To add a time stamp to the snapshot name, use the Pongo2 context variable creation_date
. Make sure to format the date in your template string to avoid forbidden characters in the snapshot name. For example, set snapshots.pattern
to {{ creation_date|date:'2006-01-02_15-04-05' }}
to name the snapshots after their time of creation, down to the precision of a second.

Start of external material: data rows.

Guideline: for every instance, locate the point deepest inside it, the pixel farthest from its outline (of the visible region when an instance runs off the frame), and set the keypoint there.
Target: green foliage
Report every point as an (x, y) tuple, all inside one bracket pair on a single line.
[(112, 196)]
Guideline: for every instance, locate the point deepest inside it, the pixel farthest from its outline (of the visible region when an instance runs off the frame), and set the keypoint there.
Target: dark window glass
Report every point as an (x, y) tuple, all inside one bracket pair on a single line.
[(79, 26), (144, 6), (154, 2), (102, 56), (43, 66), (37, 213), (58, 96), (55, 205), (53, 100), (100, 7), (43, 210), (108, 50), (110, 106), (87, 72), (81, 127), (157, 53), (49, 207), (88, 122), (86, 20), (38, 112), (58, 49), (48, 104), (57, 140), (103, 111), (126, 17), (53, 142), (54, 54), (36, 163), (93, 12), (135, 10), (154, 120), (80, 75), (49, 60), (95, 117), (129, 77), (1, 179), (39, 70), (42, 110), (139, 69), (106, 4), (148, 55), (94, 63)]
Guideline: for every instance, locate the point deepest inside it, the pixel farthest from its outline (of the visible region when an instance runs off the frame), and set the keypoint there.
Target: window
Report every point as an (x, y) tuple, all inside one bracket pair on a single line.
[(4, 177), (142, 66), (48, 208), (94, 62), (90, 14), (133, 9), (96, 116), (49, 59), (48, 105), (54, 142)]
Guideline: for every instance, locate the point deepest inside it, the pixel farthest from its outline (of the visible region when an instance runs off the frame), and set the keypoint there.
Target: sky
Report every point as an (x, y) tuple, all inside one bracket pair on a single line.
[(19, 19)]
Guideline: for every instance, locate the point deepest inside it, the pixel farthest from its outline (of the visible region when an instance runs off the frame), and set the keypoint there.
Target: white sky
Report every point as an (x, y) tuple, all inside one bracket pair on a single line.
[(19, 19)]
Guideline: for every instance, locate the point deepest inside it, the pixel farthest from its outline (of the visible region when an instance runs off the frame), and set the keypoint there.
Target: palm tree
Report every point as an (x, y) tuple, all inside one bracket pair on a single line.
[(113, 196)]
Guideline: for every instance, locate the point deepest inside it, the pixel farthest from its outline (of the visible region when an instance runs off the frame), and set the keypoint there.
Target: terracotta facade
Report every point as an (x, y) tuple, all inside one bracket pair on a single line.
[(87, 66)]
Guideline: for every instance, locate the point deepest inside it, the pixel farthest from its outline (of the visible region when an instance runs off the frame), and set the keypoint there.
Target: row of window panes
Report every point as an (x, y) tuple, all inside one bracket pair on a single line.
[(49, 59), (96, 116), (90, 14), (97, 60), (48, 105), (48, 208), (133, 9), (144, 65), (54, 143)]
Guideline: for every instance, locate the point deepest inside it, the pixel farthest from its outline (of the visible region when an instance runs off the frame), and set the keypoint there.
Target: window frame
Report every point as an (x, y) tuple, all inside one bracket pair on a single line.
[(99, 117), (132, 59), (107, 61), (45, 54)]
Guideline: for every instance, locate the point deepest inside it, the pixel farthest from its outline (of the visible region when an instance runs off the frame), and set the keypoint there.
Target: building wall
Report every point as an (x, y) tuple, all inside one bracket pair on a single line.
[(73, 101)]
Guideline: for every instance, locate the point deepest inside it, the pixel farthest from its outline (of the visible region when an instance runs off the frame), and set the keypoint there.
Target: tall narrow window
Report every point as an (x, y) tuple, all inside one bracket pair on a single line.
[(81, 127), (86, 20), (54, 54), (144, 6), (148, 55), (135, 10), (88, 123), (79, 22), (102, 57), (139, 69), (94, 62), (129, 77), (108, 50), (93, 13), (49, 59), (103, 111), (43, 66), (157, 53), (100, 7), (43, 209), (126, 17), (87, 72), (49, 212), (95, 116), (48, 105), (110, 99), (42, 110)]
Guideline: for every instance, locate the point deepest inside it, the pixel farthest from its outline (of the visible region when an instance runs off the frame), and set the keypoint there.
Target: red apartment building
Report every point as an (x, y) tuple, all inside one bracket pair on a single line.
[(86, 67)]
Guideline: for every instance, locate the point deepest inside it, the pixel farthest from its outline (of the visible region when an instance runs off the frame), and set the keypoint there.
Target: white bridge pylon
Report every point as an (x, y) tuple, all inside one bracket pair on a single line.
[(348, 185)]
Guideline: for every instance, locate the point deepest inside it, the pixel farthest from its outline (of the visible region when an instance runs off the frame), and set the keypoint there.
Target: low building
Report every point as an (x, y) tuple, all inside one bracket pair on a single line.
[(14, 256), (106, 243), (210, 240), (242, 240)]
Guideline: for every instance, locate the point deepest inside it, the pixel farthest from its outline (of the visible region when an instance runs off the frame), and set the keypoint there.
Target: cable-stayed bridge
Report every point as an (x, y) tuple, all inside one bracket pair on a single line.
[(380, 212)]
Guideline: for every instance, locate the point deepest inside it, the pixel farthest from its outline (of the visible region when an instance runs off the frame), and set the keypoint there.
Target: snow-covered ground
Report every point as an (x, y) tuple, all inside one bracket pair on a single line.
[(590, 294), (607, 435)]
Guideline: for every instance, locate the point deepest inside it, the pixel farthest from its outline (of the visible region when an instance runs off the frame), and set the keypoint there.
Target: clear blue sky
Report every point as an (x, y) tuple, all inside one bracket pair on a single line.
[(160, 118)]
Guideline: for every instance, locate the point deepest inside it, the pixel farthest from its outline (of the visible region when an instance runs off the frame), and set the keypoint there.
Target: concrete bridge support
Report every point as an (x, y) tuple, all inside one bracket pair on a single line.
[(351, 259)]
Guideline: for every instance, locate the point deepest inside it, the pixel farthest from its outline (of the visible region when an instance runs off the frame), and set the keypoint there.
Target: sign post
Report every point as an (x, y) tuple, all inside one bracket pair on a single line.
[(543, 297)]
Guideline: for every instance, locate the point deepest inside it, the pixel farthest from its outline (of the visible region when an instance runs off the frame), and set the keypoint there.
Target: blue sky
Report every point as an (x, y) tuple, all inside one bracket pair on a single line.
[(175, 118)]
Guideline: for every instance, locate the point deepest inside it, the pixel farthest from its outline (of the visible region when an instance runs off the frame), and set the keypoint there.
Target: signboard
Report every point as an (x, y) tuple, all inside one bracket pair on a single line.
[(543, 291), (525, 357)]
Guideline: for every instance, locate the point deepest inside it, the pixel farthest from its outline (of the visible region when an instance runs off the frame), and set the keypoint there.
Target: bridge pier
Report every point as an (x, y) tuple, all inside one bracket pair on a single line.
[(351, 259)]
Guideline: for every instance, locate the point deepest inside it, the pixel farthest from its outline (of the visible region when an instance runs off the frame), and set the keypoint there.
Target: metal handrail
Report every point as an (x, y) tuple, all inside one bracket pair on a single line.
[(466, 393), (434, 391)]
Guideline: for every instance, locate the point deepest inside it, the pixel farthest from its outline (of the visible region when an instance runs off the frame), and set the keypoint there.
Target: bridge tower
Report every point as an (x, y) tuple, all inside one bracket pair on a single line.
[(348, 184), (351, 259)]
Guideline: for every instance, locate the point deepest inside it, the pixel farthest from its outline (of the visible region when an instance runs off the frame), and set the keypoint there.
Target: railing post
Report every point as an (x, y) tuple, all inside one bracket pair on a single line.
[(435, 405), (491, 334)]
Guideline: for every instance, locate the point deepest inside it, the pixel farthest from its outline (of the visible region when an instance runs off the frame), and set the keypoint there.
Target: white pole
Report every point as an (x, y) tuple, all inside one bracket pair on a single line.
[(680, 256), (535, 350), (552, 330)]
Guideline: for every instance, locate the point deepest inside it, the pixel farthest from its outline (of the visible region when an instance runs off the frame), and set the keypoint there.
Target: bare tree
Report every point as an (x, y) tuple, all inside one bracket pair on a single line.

Another way to avoid name collisions is to use the placeholder %d
in the pattern. For the first snapshot, the placeholder is replaced with 0
. For subsequent snapshots, the existing snapshot names are taken into account to find the highest number at the placeholder’s position. This number is then incremented by one for the new name.
snapshots.schedule
Schedule for automatic volume snapshots
Key: snapshots.schedule
Type: string
Default: same as snapshots.schedule
Condition: custom volume
Scope: global
Specify either a cron expression (<minute> <hour> <dom> <month> <dow>
), a comma-separated list of schedule aliases (@hourly
, @daily
, @midnight
, @weekly
, @monthly
, @annually
, @yearly
), or leave empty to disable automatic snapshots (the default).
volatile.idmap.last
JSON-serialized UID/GID map that has been applied to the volume
Key: volatile.idmap.last
Type: string
Condition: filesystem
volatile.idmap.next
JSON-serialized UID/GID map that has been applied to the volume
Key: volatile.idmap.next
Type: string
Condition: filesystem
volatile.uuid
The volume’s UUID
Key: volatile.uuid
Type: string
Default: random UUID
Scope: global